Editor’s note: This opinion piece from Tunji Williams, principal of Somerset Academy Eagle Campus in Jacksonville, Fla., appeared this morning on jacksonville.com.
In a recent column, U.S. Rep. Kathy Castor from Tampa bemoaned the rise of public charter schools in Florida, claiming they undermine traditional district schools.
I understand her fears. Back in the late 1990s, when charter schools were new in Florida thanks to legislation signed into law by Gov. Lawton Chiles, I was also concerned. I didn’t understand them.
But then I educated myself. I visited charter schools and saw the good they are doing. And now we have two decades of evidence showing charters benefit families and often help strengthen district schools.

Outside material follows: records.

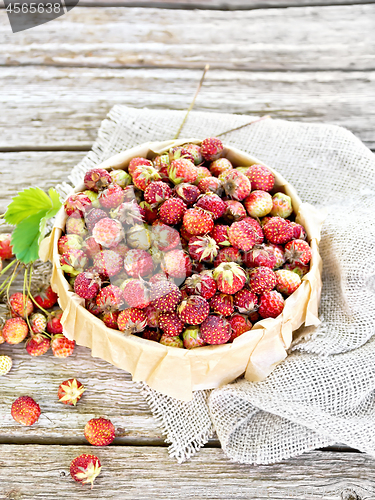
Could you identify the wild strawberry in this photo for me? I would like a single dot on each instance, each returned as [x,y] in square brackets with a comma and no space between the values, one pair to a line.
[298,251]
[108,263]
[172,211]
[187,192]
[245,301]
[228,254]
[132,320]
[260,255]
[97,179]
[6,249]
[230,277]
[99,431]
[138,263]
[135,163]
[68,242]
[282,205]
[261,177]
[258,203]
[193,310]
[198,222]
[171,324]
[239,325]
[287,281]
[85,469]
[25,410]
[38,322]
[215,330]
[235,184]
[234,211]
[182,170]
[20,305]
[278,231]
[15,330]
[87,285]
[219,166]
[136,293]
[271,304]
[203,248]
[212,203]
[165,296]
[157,192]
[211,148]
[222,303]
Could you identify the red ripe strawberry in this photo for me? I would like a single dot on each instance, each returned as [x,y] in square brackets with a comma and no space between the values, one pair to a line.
[192,337]
[132,320]
[239,325]
[258,203]
[172,211]
[54,323]
[230,277]
[260,255]
[165,296]
[20,305]
[108,263]
[234,211]
[176,264]
[242,236]
[278,231]
[61,346]
[271,304]
[203,248]
[211,148]
[135,163]
[193,310]
[182,170]
[138,263]
[157,192]
[6,249]
[298,251]
[222,303]
[215,330]
[136,293]
[97,179]
[198,222]
[261,280]
[25,410]
[171,324]
[245,301]
[85,468]
[201,284]
[70,392]
[261,177]
[38,345]
[219,166]
[228,254]
[287,281]
[99,431]
[235,184]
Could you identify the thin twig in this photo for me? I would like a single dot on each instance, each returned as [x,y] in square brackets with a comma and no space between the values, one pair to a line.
[245,125]
[206,68]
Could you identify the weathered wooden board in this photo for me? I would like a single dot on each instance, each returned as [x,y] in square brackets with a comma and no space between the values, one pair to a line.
[142,473]
[58,108]
[308,38]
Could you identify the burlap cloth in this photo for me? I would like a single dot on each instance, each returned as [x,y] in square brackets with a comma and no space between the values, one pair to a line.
[324,392]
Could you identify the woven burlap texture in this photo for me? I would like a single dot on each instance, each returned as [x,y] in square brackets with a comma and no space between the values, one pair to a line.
[324,392]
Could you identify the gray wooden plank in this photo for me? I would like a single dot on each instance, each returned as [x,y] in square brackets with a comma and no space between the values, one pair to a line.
[42,473]
[303,38]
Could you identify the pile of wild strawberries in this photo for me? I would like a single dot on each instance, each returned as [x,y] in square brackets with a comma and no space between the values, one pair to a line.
[185,249]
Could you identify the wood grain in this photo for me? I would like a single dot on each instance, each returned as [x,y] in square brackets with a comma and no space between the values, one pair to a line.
[147,472]
[293,39]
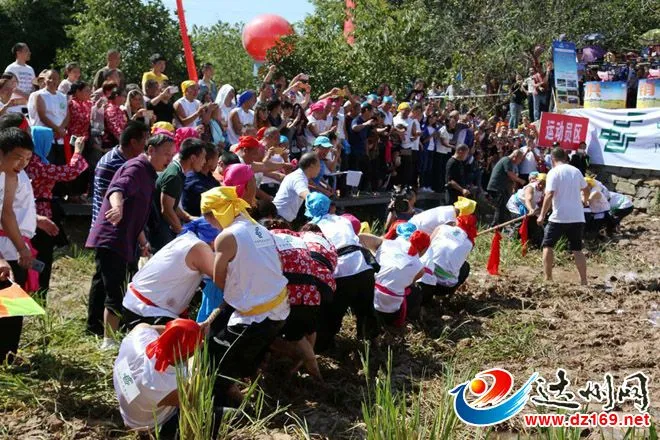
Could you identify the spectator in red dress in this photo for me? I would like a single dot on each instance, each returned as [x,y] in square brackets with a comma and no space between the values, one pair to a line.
[44,176]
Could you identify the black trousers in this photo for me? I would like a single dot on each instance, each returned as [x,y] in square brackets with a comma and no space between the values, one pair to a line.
[107,289]
[45,245]
[500,199]
[357,292]
[11,327]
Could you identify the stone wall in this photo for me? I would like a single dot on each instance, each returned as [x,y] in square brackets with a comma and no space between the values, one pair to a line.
[643,186]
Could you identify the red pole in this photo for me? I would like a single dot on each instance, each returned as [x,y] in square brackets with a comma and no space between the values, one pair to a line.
[187,47]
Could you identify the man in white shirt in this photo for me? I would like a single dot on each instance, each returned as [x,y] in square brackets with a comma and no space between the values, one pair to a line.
[567,192]
[295,187]
[23,72]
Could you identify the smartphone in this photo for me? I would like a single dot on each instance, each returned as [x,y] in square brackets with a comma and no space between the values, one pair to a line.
[38,266]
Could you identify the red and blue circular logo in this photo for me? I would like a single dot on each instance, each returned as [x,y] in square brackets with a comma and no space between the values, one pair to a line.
[489,404]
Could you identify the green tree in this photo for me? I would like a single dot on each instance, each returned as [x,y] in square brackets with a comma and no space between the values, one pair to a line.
[40,24]
[221,45]
[138,29]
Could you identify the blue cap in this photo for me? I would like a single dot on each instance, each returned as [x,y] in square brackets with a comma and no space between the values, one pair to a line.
[322,141]
[317,205]
[405,230]
[204,230]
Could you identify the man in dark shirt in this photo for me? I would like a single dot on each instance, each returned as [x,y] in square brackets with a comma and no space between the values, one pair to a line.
[357,137]
[198,183]
[457,174]
[159,101]
[169,188]
[500,185]
[580,160]
[117,229]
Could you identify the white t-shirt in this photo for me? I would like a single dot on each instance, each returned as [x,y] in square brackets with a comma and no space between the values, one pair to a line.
[55,105]
[528,164]
[25,211]
[25,75]
[189,107]
[566,182]
[138,385]
[444,134]
[289,197]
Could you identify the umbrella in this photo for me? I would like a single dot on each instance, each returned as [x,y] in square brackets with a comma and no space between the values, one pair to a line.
[650,37]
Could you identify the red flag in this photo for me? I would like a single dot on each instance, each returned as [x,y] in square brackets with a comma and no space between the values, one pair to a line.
[187,47]
[494,258]
[523,235]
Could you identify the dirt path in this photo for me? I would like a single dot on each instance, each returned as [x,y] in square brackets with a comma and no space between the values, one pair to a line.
[513,322]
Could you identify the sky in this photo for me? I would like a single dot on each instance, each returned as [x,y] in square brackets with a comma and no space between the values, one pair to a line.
[207,12]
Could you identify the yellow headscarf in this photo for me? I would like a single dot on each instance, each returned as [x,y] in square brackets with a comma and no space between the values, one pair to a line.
[225,205]
[186,84]
[465,206]
[163,125]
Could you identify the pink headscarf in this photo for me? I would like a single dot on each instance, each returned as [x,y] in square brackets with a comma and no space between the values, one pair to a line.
[184,133]
[238,175]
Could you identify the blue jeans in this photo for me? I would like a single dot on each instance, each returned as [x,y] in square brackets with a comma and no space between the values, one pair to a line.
[514,114]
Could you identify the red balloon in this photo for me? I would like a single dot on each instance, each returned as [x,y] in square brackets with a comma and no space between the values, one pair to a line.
[262,33]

A decade ago, I became principal of a charter school: Somerset Academy Eagle Campus. We serve a low-income, minority-majority population. About 90% of our 586 students are Black and zoned to attend Title I district schools. Our K-5 elementary school earned an A grade from the state prior to the pandemic, and the middle school received a B.
Families choose our school because we meet kids where they are. We build strong relationships with our students and give them the extra attention they need. Students come to us and blossom, achieving higher than they did in their assigned district school. Charters excel at adapting instruction to the needs of each child. And we enthusiastically celebrate every success.